Mohon tunggu...
Arnold Adoe
Arnold Adoe Mohon Tunggu... Lainnya - Tukang Kayu Setengah Hati

Menikmati Bola, Politik dan Sesekali Wisata

Selanjutnya

Tutup

Politik Pilihan

Elektabilitas Turun Drastis, Prabowo Bingung Menentukan Strategi Selanjutnya?

10 Juni 2020   06:49 Diperbarui: 10 Juni 2020   06:50 225
+
Laporkan Konten
Laporkan Akun
Kompasiana adalah platform blog. Konten ini menjadi tanggung jawab bloger dan tidak mewakili pandangan redaksi Kompas.
Lihat foto
Ketua Dewan Pembina Partai Gerindra Prabowo Subianto bersiap menyampaikan pengarahan dalam peringatan HUT ke-12 Partai Gerindra di kantor DPP Partai Gerindra, Jakarta Selatan, Kamis (6/2/2020). Kegiatan yang dihadiri oleh para kader Partai Gerindra tersebut mengangkat tema Setia Bergerak untuk Indonesia Raya.ANTARA FOTO/Sigid Kurniawan/aww. (ANTARA FOTO/SIGID KURNIAWAN

Terhadap hasil elektabilitas terakhir, Juru Bicara Ketua Umum Partai Gerindra Prabowo Subianto, Dahnil Anzar Simanjuntak boleh mengatakan bahwa Prabowo tidak pernah memberikan perhatian serius terhadap hasil survei, akan tetapi hal tersebut bisa saja berbeda dengan kenyataannya.

Menarik melihat respon Gerindra di atas. Menurut saya, ada beberapa kemungkinan mengapa hasil survei elektabilitas atau popularitas yang penting untuk menentukan langkah atau strategi politik ke depan,  nampak (sengaja) dihiraukan oleh kubu Prabowo.

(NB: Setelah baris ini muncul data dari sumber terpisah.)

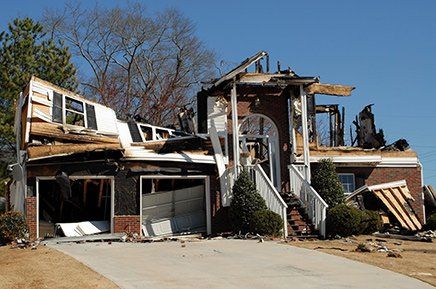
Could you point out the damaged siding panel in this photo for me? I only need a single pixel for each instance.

Pertama, pihak Prabowo masih sangat yakin akan terus mendapat angka elektabilitas yang tinggi; atau sebenarnya sedang bingung menentukan metode yang tepat untuk menaikkan angka elektabilitas yang turun drastis tersebut.

Hal kedua menurut saya yang paling menarik. Mengapa kubu Prabowo dikatakan akan kebingungan?

 Mari kita lihat terlebih dahulu alasan utama di balik tren penurunan telah diungkapkan oleh Direktur Eksekutif Indikator Politik Indonesia, Burhanuddin Muhtadi.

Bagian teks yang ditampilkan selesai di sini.